The callback rate for job applicants begins to fall significantly around the age of 40-45 and is close to zero by the age of 70.
This was the “striking” finding of a recent Swedish study in which more than 6,000 fictitious resumes were sent to 2,000 employers with job vacancies from 2015 – 2016. The study, The Effect of Age and Gender on Labor Demand – Evidence from a Field Experiment, was conducted by the Swedish Institute for Evaluation of Labour Market and Education Policy. The authors are Magnus Carlsson of the Center for Labor Market and Discrimination Studies at Linnaeus University and economist Stefan Eriksson of Uppsala University.
On average, the study found that each year of aging reduces the call back rate of a job applicant between the ages of 35 and 70 by about one half a percentage point.
The authors note that it is unreasonable to conclude that workers in their early 40s lack important occupational skills, have low physical strength or bad health.
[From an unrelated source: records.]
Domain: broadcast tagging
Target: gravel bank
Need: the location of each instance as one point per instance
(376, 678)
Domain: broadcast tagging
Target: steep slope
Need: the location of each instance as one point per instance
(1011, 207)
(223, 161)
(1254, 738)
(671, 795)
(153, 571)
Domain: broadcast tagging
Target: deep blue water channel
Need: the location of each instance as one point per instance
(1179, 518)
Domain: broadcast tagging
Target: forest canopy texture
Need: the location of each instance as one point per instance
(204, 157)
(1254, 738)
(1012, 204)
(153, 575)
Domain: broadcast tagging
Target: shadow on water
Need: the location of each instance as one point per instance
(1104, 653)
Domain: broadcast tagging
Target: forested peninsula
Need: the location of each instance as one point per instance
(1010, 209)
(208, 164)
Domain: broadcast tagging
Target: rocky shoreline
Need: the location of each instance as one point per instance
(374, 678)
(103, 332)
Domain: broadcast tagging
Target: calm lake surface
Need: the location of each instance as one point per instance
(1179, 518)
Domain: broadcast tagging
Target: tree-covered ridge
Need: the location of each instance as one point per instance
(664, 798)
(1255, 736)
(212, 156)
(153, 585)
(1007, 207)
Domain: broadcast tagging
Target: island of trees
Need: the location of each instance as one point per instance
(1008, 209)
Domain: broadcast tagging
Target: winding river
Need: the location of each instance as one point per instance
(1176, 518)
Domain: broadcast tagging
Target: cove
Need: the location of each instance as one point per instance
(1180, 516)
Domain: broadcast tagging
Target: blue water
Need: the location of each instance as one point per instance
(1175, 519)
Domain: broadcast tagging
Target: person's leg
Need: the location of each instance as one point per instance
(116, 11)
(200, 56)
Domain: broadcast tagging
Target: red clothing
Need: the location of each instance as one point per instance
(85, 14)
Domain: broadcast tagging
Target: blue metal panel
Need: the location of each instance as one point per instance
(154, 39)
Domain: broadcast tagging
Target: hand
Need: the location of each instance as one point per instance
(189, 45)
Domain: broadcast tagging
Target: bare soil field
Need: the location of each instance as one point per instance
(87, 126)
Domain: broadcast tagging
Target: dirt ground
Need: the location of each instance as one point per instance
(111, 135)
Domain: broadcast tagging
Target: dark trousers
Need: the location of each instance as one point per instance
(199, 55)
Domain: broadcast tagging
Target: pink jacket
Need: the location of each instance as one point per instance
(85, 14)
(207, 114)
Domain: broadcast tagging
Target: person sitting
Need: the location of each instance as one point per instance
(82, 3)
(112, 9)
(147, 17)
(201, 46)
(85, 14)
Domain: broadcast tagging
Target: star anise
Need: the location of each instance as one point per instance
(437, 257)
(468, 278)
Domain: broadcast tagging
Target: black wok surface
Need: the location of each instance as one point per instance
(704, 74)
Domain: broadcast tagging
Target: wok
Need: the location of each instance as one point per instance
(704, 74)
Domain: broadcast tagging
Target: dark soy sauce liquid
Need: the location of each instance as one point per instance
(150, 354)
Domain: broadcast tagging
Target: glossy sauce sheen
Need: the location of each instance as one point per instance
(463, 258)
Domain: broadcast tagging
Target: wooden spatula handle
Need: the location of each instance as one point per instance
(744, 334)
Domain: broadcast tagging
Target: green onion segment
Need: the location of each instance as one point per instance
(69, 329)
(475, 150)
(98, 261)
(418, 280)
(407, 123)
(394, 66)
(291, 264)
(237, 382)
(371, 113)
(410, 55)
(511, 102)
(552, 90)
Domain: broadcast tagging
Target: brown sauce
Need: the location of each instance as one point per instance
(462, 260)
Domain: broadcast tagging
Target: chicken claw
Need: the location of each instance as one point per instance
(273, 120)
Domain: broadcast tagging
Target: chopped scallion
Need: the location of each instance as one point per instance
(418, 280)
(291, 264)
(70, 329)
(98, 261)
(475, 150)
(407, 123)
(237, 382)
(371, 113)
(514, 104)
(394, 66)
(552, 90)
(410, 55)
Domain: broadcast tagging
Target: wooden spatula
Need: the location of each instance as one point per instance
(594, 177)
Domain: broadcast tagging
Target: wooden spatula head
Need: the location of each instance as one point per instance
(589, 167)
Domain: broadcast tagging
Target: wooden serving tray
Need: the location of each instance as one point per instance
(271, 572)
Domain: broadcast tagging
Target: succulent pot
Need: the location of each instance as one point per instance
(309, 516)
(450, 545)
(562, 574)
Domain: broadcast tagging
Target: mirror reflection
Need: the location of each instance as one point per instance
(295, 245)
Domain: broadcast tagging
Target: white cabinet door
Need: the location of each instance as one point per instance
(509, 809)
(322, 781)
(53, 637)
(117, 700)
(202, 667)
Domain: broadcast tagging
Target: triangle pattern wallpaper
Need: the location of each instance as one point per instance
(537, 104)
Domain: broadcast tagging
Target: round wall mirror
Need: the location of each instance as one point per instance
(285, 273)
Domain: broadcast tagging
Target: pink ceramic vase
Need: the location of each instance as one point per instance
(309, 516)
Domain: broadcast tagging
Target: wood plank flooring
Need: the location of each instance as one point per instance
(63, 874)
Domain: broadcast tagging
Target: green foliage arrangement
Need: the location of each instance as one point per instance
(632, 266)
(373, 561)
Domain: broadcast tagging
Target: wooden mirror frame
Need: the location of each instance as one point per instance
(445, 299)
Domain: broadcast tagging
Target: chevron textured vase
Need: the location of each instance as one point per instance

Therefore, they say, the “main story of age discrimination in the labor market is not about being old, say above age 55, but rather about not being young, say below age 40-45.”
The authors suggest that employers fear workers in their early 40s have started to lose the ability to learn new tasks, flexibility and adaptability, and ambition.
The authors write that the call back rate for women drops at a much steeper rate than that of men after the age of 35.
Th study concludes that age discrimination is a “widespread phenomenon, affecting workers much younger than the age where employers consider them as old (which occurs at age 54 according to our employer survey).
The study encompassed seven occupations that had a job advertisement on the website of the Swedish Public Employment Service. These include administrative assistants, chefs, cleaners, food serving and waitresses, retail sales persons and cashiers, sales representative sand truck drivers.